The taxpayer applied to the Commissioner for a private ruling (PBR) on the exercise of his discretion in s 35-55(1)(c) not to apply the non-commercial loss deferral rule in s 35-10(2) and to allow the taxpayer to include losses from her horse breeding “business activity” in the calculation of her taxable income for the 2011-2012 to the 2017-2018 income years.

The Commissioner ruled that he would not exercise his discretion in s 35-55(1)(c), and the matter went to the Tribunal.

Section 35-10(2) prevents losses from a “non-commercial business activity” carried out by an individual taxpayer (alone or in partnership) from being offset against other assessable income in the year in which the loss is incurred, and the losses are generally treated as deferred until the next income year in which profits from the non-commercial business activity arises, unless an exception applies. One exception is an exercise of discretion by the Commissioner, under s 35-55, the effect of which would be to allow the taxpayer to access non-commercial business losses in the income year in which they are incurred, instead of having to wait until the “business activity” generates profits to claim the losses.

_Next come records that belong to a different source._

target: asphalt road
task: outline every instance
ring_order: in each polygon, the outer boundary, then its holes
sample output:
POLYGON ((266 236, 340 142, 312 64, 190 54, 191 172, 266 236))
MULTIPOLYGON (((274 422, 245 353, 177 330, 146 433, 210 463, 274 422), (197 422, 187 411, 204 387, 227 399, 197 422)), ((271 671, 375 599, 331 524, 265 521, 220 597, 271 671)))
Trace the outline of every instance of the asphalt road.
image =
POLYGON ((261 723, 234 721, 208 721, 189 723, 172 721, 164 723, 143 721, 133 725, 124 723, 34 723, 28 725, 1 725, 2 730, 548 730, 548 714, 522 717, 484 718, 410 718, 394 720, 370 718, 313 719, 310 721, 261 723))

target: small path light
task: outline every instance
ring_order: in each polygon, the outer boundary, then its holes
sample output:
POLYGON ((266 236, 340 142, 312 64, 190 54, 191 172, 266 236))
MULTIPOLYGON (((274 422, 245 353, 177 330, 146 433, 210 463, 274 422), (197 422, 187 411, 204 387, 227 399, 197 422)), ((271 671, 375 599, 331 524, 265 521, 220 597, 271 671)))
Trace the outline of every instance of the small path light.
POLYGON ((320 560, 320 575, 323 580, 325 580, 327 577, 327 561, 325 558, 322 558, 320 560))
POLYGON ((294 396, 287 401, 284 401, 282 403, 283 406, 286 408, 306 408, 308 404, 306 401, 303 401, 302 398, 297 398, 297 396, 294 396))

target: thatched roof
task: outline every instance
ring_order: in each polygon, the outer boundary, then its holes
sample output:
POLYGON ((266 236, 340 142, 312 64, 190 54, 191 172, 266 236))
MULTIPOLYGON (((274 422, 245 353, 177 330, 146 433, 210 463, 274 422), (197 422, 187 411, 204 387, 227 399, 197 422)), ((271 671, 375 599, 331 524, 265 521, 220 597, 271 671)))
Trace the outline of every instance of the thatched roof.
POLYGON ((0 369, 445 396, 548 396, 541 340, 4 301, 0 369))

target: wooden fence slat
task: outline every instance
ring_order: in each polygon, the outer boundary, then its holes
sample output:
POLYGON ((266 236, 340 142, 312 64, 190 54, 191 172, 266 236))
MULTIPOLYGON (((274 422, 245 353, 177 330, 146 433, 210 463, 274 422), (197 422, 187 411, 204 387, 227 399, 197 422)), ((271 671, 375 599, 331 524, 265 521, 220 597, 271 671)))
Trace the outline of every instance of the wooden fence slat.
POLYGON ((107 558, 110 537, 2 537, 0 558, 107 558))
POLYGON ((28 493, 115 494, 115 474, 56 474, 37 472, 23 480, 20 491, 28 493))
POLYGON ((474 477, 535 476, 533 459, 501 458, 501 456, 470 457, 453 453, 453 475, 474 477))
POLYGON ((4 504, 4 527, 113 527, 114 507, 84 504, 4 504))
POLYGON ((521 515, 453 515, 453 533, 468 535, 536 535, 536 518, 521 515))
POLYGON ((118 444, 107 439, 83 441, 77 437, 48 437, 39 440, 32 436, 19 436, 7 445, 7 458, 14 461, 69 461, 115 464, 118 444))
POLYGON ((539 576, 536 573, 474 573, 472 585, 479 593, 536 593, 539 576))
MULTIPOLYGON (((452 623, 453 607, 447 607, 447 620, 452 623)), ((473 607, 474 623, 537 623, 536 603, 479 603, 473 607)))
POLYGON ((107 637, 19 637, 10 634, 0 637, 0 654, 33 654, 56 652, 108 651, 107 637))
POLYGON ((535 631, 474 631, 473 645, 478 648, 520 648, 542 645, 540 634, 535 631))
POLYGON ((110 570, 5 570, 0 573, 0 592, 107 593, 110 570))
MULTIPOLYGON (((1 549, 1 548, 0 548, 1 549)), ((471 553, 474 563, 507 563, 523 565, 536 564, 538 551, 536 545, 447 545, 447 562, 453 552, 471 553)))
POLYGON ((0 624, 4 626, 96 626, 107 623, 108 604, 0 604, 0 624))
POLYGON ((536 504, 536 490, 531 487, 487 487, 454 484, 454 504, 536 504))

The taxpayer had carried on a horse breeding activity since 2000. It was initially on a small scale. In the 2008 financial year, the taxpayer having developed the infrastructure and her skills and knowledge in the industry, a decision was made to acquire young horses of highly regarded international bloodlines, together with various embryos and semen samples from the United States and Europe. This was to add to the horses already acquired, to develop a major breeding program and assist in the selection of the horses acquired. There was evidence that the lead time for a horse breeding business is generally between 5 to 10 years, and for Arabian horses, being a more specialised breed, this could extend to 15 years. It was contended that the taxpayer had basically reset the clock in the 2008 year.

The Tribunal found that the taxpayer’s scheme, as described in the Private Binding Ruling issued by the Commissioner, was inadequate; nevertheless, the Tribunal was bound to take the scheme as it found it, and was not tasked with verifying the correctness of the facts identified in the scheme.

The Tribunal concluded that:

  • the scheme, as identified by the Commissioner in the PBR, did not include a new “business activity” which was commenced by the taxpayer in the 2007-2008 financial year
  • the scheme did not include any “objective expectation”, based on evidence from an appropriately qualified independent source, as to when a business activity which commenced in the 2007-2008 financial year would produce assessable income for an income year greater than the deductions attributable to it for that year as required by s 35-55(1)(c)
  • the taxpayer had not satisfied the Tribunal that the Commissioner’s opinion on the application of s 35-55(1)(c) to the scheme was incorrect
  • the Commissioner’s ruling on the scheme, as identified by the Commissioner in the PBR, was correct.

Re HVZZ and FCT [2015] AATA 133 (Senior Member CR Walsh, 5 March 2015).